A thermal printer according to claim 1, characterized in that the slit 1(c) of the body frame (1) is provided with a slope shape (1d) in a direction in which the thermal head (5) presses the platen roller (2), and in that the thermal head (5) pushes up the platen roller (2) by using the slope (1d) provided on the slit (1c) of the frame (1) as the lock arm (4) is moved away.
A thermal printer according to claim 1 or 2, characterized in that, when the lock arm (4) is returned by the biasing force of the pressure spring (8) after the thermal head (5) pushes up the platen roller (2), the bearing (3) of the platen roller (2) is further pushed upward to completely remove the platen roller (2) from the body frame (1) by a cam face (4a) formed on an edge of the lock arm (4).

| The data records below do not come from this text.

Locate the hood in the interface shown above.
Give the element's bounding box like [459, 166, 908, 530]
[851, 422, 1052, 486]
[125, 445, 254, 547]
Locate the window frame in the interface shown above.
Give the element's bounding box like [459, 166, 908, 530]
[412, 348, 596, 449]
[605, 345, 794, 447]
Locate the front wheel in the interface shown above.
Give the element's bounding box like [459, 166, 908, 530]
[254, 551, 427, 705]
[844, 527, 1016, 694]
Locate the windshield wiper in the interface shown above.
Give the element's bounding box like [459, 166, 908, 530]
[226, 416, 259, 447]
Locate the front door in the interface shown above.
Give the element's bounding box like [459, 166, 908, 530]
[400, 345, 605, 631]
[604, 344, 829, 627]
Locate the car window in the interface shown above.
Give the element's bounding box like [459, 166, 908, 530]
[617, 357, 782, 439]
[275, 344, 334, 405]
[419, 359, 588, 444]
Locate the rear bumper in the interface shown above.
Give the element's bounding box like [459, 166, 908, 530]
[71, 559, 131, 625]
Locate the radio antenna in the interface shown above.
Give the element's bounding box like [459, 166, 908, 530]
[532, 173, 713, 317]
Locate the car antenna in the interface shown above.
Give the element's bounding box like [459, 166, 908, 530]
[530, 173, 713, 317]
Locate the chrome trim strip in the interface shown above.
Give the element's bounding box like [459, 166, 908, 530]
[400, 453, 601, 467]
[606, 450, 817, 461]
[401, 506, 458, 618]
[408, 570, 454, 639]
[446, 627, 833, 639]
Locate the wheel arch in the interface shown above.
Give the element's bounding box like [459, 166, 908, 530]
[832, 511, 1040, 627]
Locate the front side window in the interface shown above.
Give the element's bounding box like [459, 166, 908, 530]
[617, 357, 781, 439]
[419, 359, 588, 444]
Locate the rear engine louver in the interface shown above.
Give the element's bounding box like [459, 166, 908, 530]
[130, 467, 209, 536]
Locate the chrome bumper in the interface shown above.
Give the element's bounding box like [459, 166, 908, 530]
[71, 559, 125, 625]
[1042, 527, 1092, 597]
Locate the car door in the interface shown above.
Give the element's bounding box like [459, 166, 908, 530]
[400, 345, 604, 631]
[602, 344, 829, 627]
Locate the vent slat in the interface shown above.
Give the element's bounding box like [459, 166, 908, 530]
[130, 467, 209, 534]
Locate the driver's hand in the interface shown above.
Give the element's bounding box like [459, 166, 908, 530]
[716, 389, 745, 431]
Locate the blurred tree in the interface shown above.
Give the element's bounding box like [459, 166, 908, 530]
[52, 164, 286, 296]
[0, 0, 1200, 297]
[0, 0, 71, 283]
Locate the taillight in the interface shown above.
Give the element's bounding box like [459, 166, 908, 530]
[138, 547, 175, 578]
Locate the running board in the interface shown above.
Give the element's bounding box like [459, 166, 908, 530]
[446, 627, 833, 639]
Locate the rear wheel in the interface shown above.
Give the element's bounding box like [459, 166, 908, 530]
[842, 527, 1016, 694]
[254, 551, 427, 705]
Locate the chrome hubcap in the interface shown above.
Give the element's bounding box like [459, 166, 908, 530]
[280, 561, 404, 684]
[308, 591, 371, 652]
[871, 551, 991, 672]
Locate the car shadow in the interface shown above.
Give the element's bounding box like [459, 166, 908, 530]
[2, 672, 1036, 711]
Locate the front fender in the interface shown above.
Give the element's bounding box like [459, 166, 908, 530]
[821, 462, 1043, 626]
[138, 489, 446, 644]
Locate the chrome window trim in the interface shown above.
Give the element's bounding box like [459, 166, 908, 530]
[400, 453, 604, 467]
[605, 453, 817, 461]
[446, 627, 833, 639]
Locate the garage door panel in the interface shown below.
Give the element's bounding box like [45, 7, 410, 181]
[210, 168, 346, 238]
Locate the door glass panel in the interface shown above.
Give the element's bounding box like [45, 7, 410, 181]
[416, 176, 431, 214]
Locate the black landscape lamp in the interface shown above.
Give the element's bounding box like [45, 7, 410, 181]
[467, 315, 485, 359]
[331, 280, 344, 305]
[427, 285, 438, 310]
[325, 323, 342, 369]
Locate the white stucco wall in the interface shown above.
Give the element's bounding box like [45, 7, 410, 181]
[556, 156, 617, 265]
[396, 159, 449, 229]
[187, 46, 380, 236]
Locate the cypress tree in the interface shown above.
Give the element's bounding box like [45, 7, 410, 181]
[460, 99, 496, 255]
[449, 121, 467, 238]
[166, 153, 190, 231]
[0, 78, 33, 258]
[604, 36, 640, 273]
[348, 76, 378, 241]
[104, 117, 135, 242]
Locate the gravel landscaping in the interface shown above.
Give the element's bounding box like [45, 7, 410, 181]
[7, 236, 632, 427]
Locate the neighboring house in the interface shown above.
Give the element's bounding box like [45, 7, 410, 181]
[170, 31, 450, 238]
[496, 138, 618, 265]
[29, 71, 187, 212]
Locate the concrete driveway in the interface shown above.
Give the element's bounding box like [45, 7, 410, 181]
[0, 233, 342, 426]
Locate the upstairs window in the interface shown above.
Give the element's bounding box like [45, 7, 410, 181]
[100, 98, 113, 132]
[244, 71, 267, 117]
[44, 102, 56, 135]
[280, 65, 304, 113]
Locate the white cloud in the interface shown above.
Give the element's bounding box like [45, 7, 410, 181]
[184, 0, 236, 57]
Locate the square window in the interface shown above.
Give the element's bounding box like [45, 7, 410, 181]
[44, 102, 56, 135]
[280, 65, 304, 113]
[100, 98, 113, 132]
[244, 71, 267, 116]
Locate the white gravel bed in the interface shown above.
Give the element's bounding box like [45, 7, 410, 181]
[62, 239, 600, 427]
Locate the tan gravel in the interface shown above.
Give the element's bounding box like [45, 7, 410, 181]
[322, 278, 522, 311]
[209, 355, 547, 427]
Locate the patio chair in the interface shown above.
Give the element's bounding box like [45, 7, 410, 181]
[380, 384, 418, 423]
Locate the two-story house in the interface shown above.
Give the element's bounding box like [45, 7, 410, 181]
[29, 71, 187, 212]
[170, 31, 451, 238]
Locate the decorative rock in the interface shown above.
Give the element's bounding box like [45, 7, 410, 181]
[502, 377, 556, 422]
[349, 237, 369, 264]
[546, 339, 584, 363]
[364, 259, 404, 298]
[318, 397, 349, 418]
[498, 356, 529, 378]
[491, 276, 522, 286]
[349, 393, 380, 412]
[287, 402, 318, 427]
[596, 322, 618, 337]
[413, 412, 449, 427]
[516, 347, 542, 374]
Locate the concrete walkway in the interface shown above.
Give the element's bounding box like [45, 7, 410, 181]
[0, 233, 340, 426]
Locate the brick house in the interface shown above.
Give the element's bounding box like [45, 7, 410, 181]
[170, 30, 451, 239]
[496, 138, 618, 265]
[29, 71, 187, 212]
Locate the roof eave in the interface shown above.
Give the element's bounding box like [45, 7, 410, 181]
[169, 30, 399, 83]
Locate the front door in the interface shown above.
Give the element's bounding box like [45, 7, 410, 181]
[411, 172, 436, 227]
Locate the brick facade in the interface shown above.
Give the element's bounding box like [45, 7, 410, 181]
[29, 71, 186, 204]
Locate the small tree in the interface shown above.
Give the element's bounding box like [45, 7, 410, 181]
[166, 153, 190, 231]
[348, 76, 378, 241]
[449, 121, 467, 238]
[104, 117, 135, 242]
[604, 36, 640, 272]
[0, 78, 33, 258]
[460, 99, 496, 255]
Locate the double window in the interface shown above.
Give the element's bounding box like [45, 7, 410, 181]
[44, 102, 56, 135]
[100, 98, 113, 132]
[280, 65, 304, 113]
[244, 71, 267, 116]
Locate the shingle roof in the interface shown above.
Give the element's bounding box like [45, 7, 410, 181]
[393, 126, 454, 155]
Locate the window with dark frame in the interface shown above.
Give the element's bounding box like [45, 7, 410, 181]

A thermal printer according to claim 1, 2, or 3, characterized in that the lock arm (4) is operated by the cam (9) integrated with a lever (10) provided outside the side walls (1a, 1b) of the body frame (1).
A thermal printer according to claim 1, 2, or 3, characterized in that the lock arm (4) is provided with a stopper (4b) for interfering with the head support member (6) before the pressure spring (8) is excessively deformed even if the lever (10) is operated with the platen roller (2) depressed so as not to be removed.